If this is it, if this is all you have to say about Dogville, then I don't see what's to admire. Comparing it with Kurosawa seems a curiously tone-deaf remark, given Kurosawa's enormous physical and visual sensuality, his intensely cinematic style; how can one compare Kurosawa with any dogme filmmaker? You don't describe the ordeal because you don't see an ordeal. What do you see?

Surely you know that von Trier has strong detractors. How do you answer them? I can see that you, like others, find von Trier serious and full of import. Why can't you see how people would find his films an ordeal to watch? Surely you know that I'm not alone. What are the compensations? You don't acknowledge the opposition or reply to it.

Your justification that you summarize only the first hour and that you're only talking about Tom as he appears at first doesn't answer my objections to your "review," nor do you respond to my comment that what you wrote is more an (admiring) summary than a review.

You say Vanya on 42nd Street is comparable to Dogville because it's the most similar thing you know--not a justification of comparing it in a review; maybe you need to know other things so that you can compare things that are more germane. Wilder's Our Town at least is very similarly structured as a minimalist theatrical production. Vanya on 42nd Street not only isn't a filmmaker's script but a famous play; it's not a minimalist inactment (like a Beckett production) but a reading of a play, by seated actors -- different from Our Town and different from Dogville.. Then later you say I shouldn't compare a play with a movie. But that's what you yourself have done. And you also cite von Trier himself as saying he is doing "filmed theater."

As for Our Town, given his obvous hatred of this country which he has never deigned to visit, I wonder if von Trier would be willing to admit his debt to such a famous American play if there was one; whether he is aware of Wilder or not we don't seem to know. What is clear is that the comparison, for us, is inevitable and important and damning.
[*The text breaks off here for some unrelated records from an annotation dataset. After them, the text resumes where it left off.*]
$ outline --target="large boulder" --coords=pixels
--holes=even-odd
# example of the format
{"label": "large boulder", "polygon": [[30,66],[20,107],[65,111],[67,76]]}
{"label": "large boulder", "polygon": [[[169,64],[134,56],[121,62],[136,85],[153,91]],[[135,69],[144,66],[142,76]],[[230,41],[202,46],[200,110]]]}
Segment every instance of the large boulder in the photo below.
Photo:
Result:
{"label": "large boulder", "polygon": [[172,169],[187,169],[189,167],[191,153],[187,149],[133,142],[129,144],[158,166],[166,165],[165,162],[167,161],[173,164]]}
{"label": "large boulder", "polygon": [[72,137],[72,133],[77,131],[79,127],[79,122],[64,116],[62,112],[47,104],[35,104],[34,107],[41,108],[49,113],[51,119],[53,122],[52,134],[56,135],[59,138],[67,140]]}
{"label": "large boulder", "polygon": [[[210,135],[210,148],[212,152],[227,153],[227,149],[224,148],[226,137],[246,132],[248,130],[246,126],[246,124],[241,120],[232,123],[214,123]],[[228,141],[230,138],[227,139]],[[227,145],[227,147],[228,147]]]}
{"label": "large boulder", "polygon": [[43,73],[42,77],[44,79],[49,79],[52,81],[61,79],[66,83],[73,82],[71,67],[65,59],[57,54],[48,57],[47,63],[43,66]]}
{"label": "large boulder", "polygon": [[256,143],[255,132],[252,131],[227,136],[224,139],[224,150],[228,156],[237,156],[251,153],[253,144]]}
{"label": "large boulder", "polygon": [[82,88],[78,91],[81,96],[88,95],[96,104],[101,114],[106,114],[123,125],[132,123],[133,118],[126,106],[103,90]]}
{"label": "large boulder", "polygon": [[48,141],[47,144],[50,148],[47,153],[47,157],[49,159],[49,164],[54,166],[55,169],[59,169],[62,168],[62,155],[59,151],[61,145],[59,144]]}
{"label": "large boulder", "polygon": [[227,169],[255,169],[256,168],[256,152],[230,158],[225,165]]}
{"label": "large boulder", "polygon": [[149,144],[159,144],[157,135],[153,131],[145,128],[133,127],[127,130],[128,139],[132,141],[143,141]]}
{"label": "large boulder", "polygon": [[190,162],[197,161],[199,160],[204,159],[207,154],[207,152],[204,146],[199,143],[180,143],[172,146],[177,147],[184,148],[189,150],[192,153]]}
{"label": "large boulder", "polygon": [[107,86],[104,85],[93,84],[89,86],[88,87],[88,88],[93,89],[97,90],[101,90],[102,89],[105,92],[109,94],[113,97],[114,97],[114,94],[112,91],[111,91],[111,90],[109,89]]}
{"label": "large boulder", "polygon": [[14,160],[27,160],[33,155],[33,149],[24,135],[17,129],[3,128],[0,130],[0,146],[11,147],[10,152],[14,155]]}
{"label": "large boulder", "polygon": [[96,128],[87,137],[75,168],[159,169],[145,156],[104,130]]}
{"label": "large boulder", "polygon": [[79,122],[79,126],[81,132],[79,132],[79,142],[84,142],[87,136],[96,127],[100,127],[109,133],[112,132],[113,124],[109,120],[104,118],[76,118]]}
Despite the sentimentality of Wilder's play, it has a humanity and emotional force that makes Dogville seem the puny and narrow minded thing it is.

You may in your own way "answer" some of my critique of your "review" of Dogville; you don't refute my points. And much more important, you don't answer the many criticisms of the movie that have been advanced by audience and critics. Most important among these perhaps is the mean spirited anti-American content. What do you say to that? What do you say to the import of the photo images and the song accompanying the closing credits?

You "look forward" to von Trier's continuation of this mean-spirited, punishing trilogy. Why? I see no argument or defense here.